One might ask why that is; while some is surely due to natural decline in later years, one could likely also posit that the cost-fears leading up through that period (decades), and the general inability to get people to do preventative care throughout adulthood contribute to that significantly.


> One might ask why that is

Indeed.

It is one consequence of a highly atomized culture. I suspect it happens because individuals are expected to take responsibility for their care (basically, this is the human side of cost-shifting and corporate planning around the care gradient available to someone at a given wealth level).

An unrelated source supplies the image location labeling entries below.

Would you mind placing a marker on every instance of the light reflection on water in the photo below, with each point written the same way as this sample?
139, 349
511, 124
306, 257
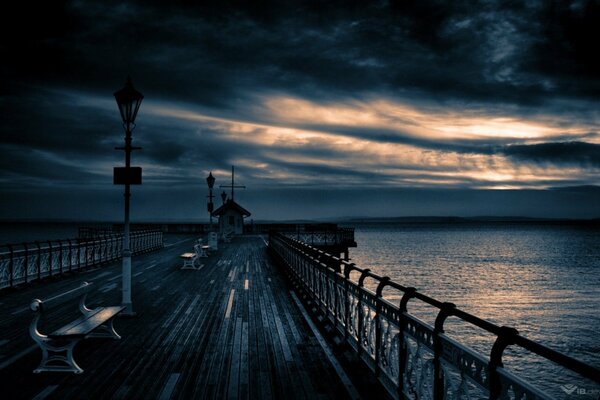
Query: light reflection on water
543, 280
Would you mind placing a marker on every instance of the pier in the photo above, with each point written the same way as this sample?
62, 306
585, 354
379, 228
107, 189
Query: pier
264, 317
228, 330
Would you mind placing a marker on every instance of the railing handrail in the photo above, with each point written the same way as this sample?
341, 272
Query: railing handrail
28, 261
505, 336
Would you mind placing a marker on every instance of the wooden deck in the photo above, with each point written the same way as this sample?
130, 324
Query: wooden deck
229, 330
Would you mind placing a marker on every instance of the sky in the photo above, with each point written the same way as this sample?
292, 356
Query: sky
326, 109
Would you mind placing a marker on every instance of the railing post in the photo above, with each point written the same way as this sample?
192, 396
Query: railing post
11, 266
70, 256
39, 260
50, 258
382, 283
347, 269
359, 335
438, 378
60, 256
506, 337
26, 262
409, 293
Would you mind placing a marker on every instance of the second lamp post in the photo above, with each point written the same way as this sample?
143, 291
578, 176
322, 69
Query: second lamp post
129, 101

To someone at the end of their life, money is usually less interesting to them than a few more days of breathing. So the market provides.


The explanation I've heard is that it's rooted in the cultural sanctity of life and how that translates to trying to preserve life at any costs (even when quality of life is no longer present).

To be clear, I'm talking about the absolute twilight of one's life that's reached regardless of levels of preventative care. I think there's potentially an opposite point that could be made: taking care of one's self can prolong this period and make it cost more. Someone who drops dead of a heart attack one afternoon won't have the same end-of-life costs as someone who gradually becomes enfeebled with age.